Porter v. Kilpatrick

24 Miss. 414 | Miss. Ct. App. | 1852

Mr. Justice Fisher

delivered the opinion of the court.

The appellee filed his bill in the superior court of chancery to obtain a new trial at 'law, in the circuit court of Washington county, on a certain judgment obtained by the appellants at the December term, 1838, of said court, upon which execution was *415issued, levied, and forthcoming bond given and returned forfeited before the bill was filed.

The action was founded upon an account for goods sold by the appellants, who were merchants residing at the town of Amsterdam, to-the wife of the appellee, while she was living in a state of separation from her husband, in the year 1837. The bill admits that the complainant defended the suit at law, on the ground that the articles furnished the wife were not necessaries. In this attitude of the case, we must exclude from our investigation the questions as to the correctness of the account, and that the articles were necessaries according to the rank and condition of the wife, who occupied the position of the husband in society.

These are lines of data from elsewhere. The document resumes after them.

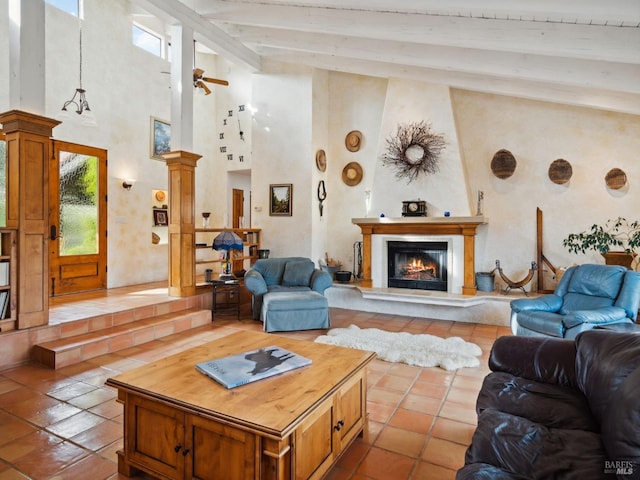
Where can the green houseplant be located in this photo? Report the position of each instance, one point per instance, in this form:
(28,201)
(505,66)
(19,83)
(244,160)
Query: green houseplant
(617,234)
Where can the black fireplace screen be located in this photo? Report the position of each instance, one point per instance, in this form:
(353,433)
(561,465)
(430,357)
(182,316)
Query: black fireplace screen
(418,265)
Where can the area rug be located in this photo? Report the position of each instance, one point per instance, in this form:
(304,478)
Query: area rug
(420,349)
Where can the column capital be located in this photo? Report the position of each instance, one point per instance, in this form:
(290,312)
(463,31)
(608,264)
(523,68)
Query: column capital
(181,157)
(20,121)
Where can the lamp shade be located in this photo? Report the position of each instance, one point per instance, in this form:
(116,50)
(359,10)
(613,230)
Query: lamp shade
(227,240)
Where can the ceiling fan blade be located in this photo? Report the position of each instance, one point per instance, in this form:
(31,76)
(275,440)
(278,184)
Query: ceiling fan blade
(215,80)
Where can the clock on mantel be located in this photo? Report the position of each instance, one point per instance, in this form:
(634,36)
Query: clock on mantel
(414,208)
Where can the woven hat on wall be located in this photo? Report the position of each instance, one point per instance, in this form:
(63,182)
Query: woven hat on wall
(616,179)
(503,164)
(352,174)
(560,171)
(353,140)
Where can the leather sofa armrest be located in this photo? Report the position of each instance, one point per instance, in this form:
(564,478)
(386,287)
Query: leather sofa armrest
(601,316)
(544,303)
(255,283)
(320,281)
(548,360)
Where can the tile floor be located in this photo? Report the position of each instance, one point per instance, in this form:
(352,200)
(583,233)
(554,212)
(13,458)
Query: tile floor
(66,424)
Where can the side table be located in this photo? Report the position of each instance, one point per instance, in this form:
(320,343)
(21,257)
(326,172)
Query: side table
(226,298)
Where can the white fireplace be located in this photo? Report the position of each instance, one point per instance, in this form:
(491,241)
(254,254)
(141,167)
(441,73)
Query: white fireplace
(455,256)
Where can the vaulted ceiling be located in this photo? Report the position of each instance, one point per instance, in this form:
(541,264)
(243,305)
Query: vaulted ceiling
(580,52)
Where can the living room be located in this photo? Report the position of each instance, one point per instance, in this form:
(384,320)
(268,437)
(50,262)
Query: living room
(543,102)
(295,110)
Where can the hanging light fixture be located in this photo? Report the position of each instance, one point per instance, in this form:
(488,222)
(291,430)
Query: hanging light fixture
(79,99)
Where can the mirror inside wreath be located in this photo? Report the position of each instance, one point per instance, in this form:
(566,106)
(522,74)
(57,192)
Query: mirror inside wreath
(414,154)
(414,208)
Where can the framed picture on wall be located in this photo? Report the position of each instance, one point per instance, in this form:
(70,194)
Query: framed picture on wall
(281,199)
(160,218)
(160,138)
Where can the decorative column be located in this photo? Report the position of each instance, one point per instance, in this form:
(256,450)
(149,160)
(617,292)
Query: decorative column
(28,138)
(182,267)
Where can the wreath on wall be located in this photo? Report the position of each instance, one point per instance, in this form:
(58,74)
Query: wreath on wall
(414,149)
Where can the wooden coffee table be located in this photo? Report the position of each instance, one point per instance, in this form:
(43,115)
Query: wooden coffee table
(178,423)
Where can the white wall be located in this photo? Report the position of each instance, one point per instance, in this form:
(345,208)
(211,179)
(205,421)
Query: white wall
(299,111)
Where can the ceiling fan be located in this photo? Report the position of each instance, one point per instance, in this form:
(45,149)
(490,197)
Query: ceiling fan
(199,80)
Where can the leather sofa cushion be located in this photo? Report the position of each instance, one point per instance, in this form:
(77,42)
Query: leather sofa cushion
(549,404)
(620,432)
(518,445)
(298,273)
(604,360)
(547,323)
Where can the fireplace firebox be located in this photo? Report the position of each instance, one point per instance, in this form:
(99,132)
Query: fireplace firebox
(417,265)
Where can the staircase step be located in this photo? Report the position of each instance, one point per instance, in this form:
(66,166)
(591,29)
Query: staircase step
(78,348)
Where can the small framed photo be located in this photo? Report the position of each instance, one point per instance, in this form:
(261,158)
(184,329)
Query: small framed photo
(281,199)
(160,138)
(160,218)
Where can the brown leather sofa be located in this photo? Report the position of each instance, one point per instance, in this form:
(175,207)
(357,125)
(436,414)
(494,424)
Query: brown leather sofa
(559,409)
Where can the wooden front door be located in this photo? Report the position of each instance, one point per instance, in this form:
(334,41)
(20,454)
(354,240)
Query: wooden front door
(77,219)
(237,206)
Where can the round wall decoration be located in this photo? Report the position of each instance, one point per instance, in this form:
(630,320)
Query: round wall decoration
(503,164)
(616,179)
(413,150)
(352,174)
(560,171)
(321,160)
(353,140)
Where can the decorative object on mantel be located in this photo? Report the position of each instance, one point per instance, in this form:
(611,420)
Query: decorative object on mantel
(503,164)
(414,208)
(353,140)
(617,232)
(321,160)
(413,349)
(520,284)
(352,174)
(560,171)
(322,195)
(480,203)
(616,179)
(413,150)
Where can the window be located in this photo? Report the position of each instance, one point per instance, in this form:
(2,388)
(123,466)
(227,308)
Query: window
(3,181)
(69,6)
(147,40)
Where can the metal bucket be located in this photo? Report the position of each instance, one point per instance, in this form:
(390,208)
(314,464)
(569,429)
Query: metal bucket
(485,281)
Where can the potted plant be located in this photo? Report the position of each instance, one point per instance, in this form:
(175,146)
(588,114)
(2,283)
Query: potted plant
(618,234)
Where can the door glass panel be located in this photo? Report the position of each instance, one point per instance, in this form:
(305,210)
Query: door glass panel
(78,204)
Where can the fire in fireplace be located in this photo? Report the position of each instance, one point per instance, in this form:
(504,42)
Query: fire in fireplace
(418,265)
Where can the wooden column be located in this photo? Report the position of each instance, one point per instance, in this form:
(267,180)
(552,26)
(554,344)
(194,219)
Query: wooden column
(182,189)
(28,138)
(469,285)
(367,231)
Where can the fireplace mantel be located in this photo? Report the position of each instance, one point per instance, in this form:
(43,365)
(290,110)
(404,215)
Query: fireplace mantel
(465,226)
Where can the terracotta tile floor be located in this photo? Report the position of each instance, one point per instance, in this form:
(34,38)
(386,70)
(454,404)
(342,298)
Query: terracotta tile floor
(66,424)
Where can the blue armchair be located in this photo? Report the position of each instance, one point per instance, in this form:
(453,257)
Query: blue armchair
(280,275)
(586,297)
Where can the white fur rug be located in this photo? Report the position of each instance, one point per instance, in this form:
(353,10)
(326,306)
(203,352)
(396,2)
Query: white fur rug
(422,350)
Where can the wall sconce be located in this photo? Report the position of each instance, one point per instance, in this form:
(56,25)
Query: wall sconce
(127,184)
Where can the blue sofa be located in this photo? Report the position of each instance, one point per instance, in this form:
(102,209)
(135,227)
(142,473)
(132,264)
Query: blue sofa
(587,296)
(288,293)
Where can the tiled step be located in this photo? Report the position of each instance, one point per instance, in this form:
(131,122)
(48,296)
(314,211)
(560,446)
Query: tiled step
(78,348)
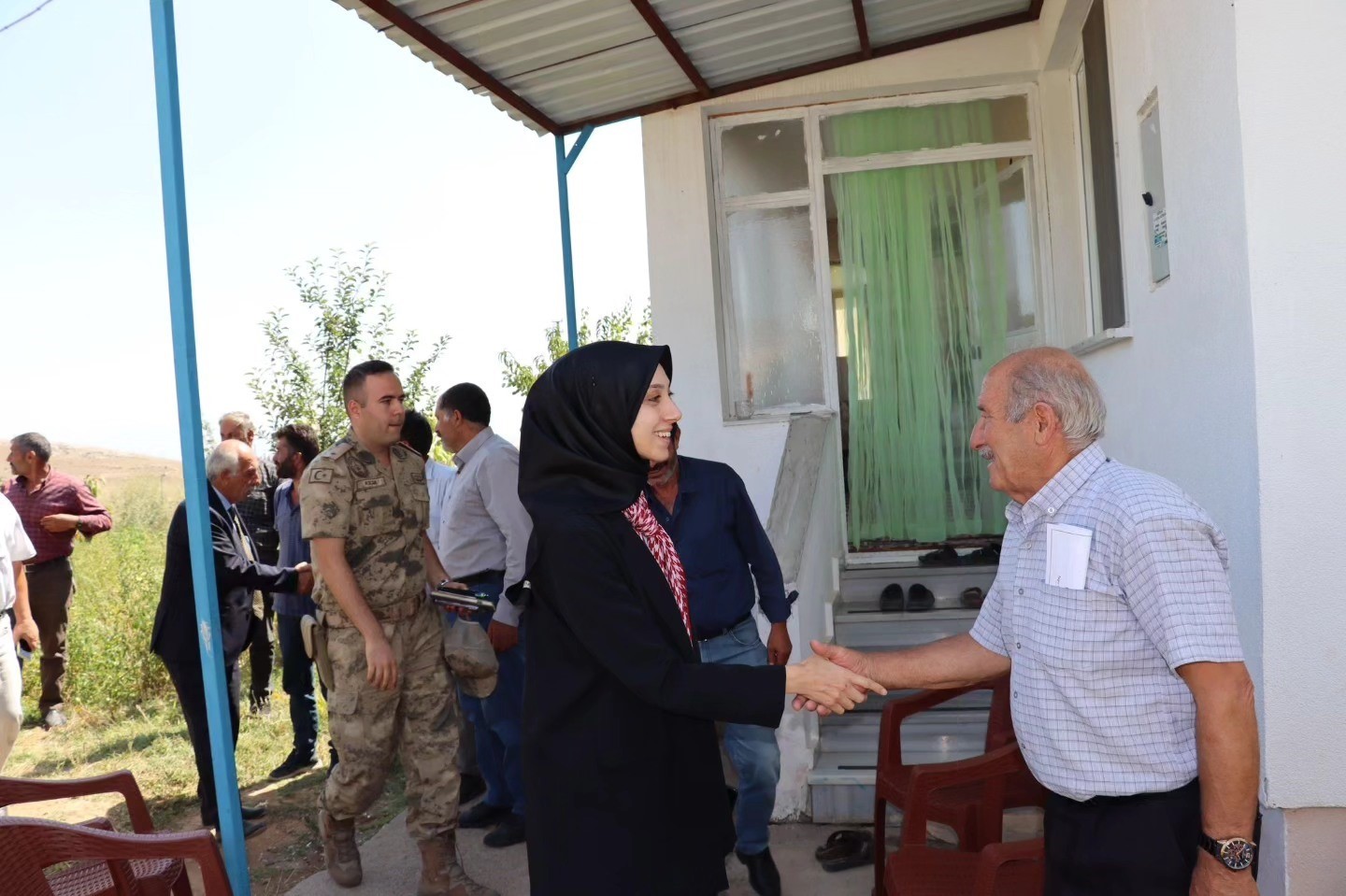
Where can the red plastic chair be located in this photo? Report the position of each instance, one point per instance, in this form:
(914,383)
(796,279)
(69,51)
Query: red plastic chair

The fact is clearly established that the merchants were informed that the wife had abandoned her husband, and that they were not very scrupulous as to the prices they charged for the goods. However much it ought to be regretted that they were not defeated in then- action at law, the question for us to determine is, whether their success was not attributable to the laches of the appellee. Fraud, like'every other matter litigated, must be resisted at the proper time and before the proper tribunal, because it is the policy of the law that litigation should not be protracted or suits multiplied.

The excuse offered by the appellee for not making his defence at law, is his ignorance of the fact that the merchants knew, at the time they sold the goods to the wife, that she had abandoned her husband; and that in consequence of certain threats by her friends against his life, he was afraid to visit Amsterdam to ascertain what evidence could be procured on this part of his defence. The fact clearly appears from the whole bill, that the thought of searching for testimony never occurred to him till a second account of the wife was presented, after executing the forthcoming bond.

It is only in an extreme case that a court of chancery will grant a new trial at law. The application in the present case, is based upon the ground of newly discovered evidence. It is an established rule not to grant a new trial on account of evidence discovered after the trial, which by using diligence might *416have been discovered before. Graham on New Trials, 478. Upon a full consideration of the facts of this case, we are of opinion, that to grant the new trial would establish a precedent in encouraging suitors in negligence in the preparation of their cases, protract litigation and multiply suits, when by proper diligence, law and justice could be administered in the first.

Decree reversed, and bill dismissed.